Hang in There, Mom and Dad

Hang in There, Mom and Dad January 28, 2013

I’ve been crunching NFSS numbers again, mostly assessing the sexual and relationship behaviors of young adults between ages 23-39. I don’t intend to make much of age-at-first-sex in my next book, but there are some interesting patterns worth noting.

Only 18 percent of respondents who reported first sex before age 14 also said their parents were—and are still—married; the same is true of 26 percent who reported first sex at age 14, 31 percent at age 15, 38 percent at age 16, 43 percent at age 17, 41 percent at age 18, and 57 percent above age 18.

Obviously, delaying first sex won’t likely keep your parents together (although it’ll probably please them). The other way around, however, makes more sense: intact families are conducive to adolescent thriving and wiser decision-making, and likely provide an environment in which sexual coupling doesn’t look quite so attractive, or is simply more difficult to make happen.
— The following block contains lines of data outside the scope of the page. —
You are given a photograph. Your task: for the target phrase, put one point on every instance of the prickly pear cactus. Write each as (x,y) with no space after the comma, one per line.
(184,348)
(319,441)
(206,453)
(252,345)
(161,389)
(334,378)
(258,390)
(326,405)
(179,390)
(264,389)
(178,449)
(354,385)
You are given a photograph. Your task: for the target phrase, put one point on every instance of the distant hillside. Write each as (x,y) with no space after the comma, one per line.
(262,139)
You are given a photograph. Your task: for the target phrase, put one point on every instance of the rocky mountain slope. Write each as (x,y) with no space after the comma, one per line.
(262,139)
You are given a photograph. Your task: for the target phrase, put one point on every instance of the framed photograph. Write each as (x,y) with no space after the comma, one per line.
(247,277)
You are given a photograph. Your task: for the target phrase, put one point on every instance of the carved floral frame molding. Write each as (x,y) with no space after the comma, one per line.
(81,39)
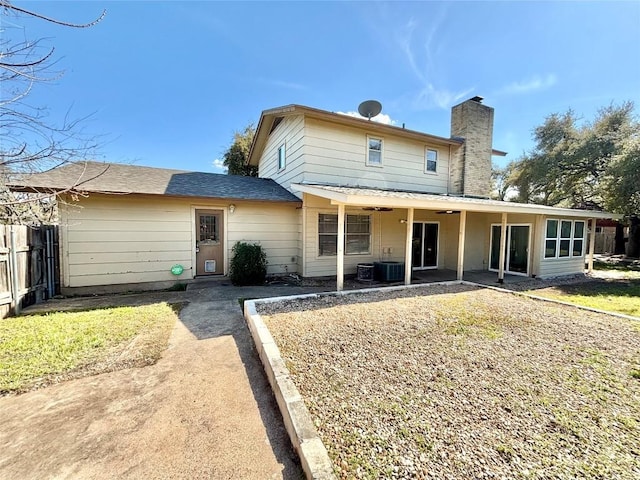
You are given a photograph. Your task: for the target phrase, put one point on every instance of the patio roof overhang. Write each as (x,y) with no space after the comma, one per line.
(368,197)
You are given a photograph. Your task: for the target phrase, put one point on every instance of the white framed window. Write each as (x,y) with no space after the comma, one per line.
(282,157)
(551,239)
(430,160)
(374,151)
(564,238)
(577,248)
(357,235)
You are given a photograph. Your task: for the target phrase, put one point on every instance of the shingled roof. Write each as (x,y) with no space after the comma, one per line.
(100,177)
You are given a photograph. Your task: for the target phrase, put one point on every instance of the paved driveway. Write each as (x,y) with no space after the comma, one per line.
(205,410)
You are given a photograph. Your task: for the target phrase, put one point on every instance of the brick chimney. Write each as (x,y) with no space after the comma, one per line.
(470,172)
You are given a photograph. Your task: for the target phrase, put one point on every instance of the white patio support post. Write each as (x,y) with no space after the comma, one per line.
(408,247)
(592,244)
(462,232)
(503,248)
(340,266)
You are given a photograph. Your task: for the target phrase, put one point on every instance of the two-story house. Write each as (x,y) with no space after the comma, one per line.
(334,191)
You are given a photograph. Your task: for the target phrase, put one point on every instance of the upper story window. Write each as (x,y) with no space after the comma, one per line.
(282,157)
(374,151)
(430,160)
(564,238)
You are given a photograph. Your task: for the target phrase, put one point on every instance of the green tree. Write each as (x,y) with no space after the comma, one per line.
(581,166)
(236,157)
(589,165)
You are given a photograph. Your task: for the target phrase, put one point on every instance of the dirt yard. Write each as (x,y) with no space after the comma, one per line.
(458,382)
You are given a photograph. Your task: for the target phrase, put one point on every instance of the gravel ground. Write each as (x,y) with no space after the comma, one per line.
(458,383)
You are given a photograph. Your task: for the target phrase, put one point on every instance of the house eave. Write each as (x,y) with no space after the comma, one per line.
(425,201)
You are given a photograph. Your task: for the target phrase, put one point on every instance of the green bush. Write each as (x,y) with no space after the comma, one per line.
(248,264)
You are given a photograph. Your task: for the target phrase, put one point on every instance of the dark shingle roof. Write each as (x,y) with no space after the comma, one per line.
(119,178)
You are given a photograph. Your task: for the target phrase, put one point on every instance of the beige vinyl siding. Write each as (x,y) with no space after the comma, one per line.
(274,227)
(555,267)
(477,241)
(338,156)
(115,239)
(111,239)
(289,132)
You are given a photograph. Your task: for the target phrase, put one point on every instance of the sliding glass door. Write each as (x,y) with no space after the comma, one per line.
(517,249)
(424,252)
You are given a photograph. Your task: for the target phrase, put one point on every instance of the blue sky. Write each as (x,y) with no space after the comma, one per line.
(167,83)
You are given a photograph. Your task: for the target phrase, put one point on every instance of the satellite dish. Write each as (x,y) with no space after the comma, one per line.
(370,108)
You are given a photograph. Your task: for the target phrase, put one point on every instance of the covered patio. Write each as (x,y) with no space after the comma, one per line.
(483,237)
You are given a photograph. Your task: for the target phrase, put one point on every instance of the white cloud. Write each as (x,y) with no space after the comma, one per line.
(532,84)
(283,84)
(441,98)
(424,51)
(218,166)
(380,118)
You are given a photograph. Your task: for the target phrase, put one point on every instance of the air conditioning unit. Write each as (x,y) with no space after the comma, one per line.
(388,271)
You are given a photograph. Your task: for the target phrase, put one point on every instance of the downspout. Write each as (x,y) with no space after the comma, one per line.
(592,244)
(13,256)
(449,172)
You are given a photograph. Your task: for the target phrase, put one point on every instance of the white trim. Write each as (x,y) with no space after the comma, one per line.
(282,147)
(558,238)
(426,151)
(346,233)
(507,242)
(426,201)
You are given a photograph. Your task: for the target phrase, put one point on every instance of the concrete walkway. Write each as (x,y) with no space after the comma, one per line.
(205,410)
Of course, marriage alone doesn’t cause this to occur, but rather is the context in which the things that likely matter here—better monitoring, more fulfilling parent-child relationships, better boundaries about romantic relationships—are far more likely to happen. Single parents and stepfamilies can recreate such things, to be sure. It’s just harder. And it’s less common, frankly.

Among all respondents who’ve already reported an age at first sex—that is, have already had sexual intercourse—those whose parents were and still are married reported a mean age at first sex of 18.6. Respondents whose parents divorced and in which the respondent lived with his mother (who remarried) reported an average age at first sex of 16.0.

I could compare other types of household structures and parental experiences, but none of them report as high an average age at first sex as do those whose moms and pops are still married. The two that come closest are when mom is divorced but has no romantic relationships until the respondent leaves the home, or when one parent dies and the surviving parent reports no new relationships. (Both hover around 17.8). After that, having been adopted by age 2 is next, at 17.6.

Marriage isn’t a cakewalk. I get that. Heck, I experience that. Some are better than others. Some seem to win the lottery, while others simply endure, and most of us are somewhere in between. Insert all the qualifications here about leaving violent situations, etc. Yes, I hear you.

But the fact remains—sticking around may not fit your optimal vision of a good life, but it’s the best, on average, for kids. I’ve only discussed one outcome here—average age at first sex. There are others. Scores of them. If you possibly can, hang in there, moms and dads.